Single click toggles a trace, double click solos it. Or use Show all RSTN / Hide RSTN / Show all RHESSI / Hide RHESSI / Show POEMAS / Hide POEMAS in the toolbar row 2.
This is a quick first stop — for spectra, images, orbit-by-orbit RHESSI products, or full multi-mission diagnostics, see the Berkeley RHESSI Browser (Albert Y. Shih) and Helioviewer (AIA / LASCO imagery). The Helioviewer ↗ link in the toolbar opens Helioviewer at the midpoint of the current window; the SolarMonitor ↗ link opens SolarMonitor for the start UTC date (full-disk + active region table for that day).
This is an exploratory viewer for browsing multi-instrument flare events — undergraduate-friendly, pre-paper. You are not obligated to cite it. If it helped you find or pre-screen an event that ended up in a paper, talk, or thesis, a citation is appreciated but never required:
@misc{romero2026solaropenmonitor,
author = {Romero, Mauricio},
title = {Solar OpenMonitor: an interactive multi-wavelength
solar flare viewer (GOES + RSTN + RHESSI + POEMAS)},
year = {2026},
url = {https://solar.openmonitor.org},
note = {Lab build at /lab/. DOI pending (Zenodo).}
}
Pending Zenodo DOI registration; once registered the citation will include a versioned DOI per release.
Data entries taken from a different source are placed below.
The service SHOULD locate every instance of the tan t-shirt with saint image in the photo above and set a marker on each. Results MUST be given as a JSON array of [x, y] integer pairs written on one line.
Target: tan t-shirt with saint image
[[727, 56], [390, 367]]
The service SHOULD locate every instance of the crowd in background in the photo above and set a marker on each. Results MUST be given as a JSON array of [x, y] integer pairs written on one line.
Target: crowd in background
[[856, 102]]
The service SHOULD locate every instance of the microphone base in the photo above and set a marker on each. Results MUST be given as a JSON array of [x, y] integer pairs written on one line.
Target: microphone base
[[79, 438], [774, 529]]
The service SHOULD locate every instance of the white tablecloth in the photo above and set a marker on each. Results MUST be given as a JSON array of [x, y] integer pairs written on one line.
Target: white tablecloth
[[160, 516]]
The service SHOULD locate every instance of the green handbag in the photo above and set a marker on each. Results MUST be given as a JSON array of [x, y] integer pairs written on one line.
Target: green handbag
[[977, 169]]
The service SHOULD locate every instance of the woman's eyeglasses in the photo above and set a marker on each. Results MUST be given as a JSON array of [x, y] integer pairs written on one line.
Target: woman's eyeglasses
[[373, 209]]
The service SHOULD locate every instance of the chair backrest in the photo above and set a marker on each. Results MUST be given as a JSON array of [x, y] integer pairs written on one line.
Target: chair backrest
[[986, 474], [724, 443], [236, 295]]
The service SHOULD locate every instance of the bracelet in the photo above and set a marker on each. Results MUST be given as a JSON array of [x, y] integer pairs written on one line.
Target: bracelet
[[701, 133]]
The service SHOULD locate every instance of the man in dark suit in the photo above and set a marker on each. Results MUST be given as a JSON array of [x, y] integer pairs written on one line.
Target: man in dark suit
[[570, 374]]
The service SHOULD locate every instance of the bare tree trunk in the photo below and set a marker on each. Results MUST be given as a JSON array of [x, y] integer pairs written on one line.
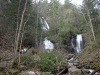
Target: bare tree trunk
[[86, 24], [22, 39], [20, 27], [91, 26], [16, 29]]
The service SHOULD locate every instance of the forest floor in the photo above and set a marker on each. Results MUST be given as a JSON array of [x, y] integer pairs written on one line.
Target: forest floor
[[87, 59]]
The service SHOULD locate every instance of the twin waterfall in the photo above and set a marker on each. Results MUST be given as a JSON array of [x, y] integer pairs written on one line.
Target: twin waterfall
[[46, 43], [50, 46]]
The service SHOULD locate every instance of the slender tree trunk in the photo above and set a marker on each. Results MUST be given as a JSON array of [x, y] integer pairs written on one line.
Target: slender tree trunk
[[20, 27], [91, 25], [22, 39], [16, 29]]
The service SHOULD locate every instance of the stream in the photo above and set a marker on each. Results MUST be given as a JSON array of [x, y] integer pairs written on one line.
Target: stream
[[48, 45]]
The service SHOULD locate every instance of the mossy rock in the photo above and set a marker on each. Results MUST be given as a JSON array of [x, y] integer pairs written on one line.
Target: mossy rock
[[13, 72], [96, 65], [46, 73], [7, 73]]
If you publish a figure or analysis derived from any panel, the citation that does matter is the one for the underlying instrument / dataset. The viewer just renders public data; the science credit belongs to the missions and curators below:
Have curated data at a wavelength not yet shown here (radio, EUV, gamma, particles, in-situ, ground-based magnetograms, etc.) and want it integrated into the viewer? The project is open to additional panels as long as the data is publicly distributable and there is a stable URL or static archive to pull from.
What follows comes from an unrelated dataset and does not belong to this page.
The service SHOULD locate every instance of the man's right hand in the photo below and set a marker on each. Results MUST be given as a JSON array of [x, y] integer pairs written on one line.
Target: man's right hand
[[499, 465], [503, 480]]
Email romero@rudimirz.com with: instrument name, wavelength / energy range, cadence, coverage window, file format, and where it lives. Contributors are credited in the Acknowledgments section of the About panel and in any associated paper or Zenodo release.
RSTN is a 4-site network designed so the Sun is always above the horizon at at least one station. Each site only records during local daylight, so the right station depends on the UT hour of your event. Rule of thumb: full-power window ≈ ±4 h around local noon, marginal coverage ±6 h.
| Station | Longitude | Local noon (UT) | Best UT window |
|---|---|---|---|
| Learmonth (Australia) | 114° E | ~04:30 | 00–09 UT |
| San Vito (Italy) | 18° E | ~10:50 | 06–16 UT |
| Sagamore Hill (USA) | 71° W | ~16:45 | 12–22 UT |
| Palehua (Hawaii) | 158° W | ~22:30 | 17 UT–03 UT |
Together the four sites give roughly 24-hour coverage with overlap zones (~3 h) where two stations see the same flare. POEMAS (CASLEO, Argentina, 70° W) overlaps strongly with Sagamore Hill in UT.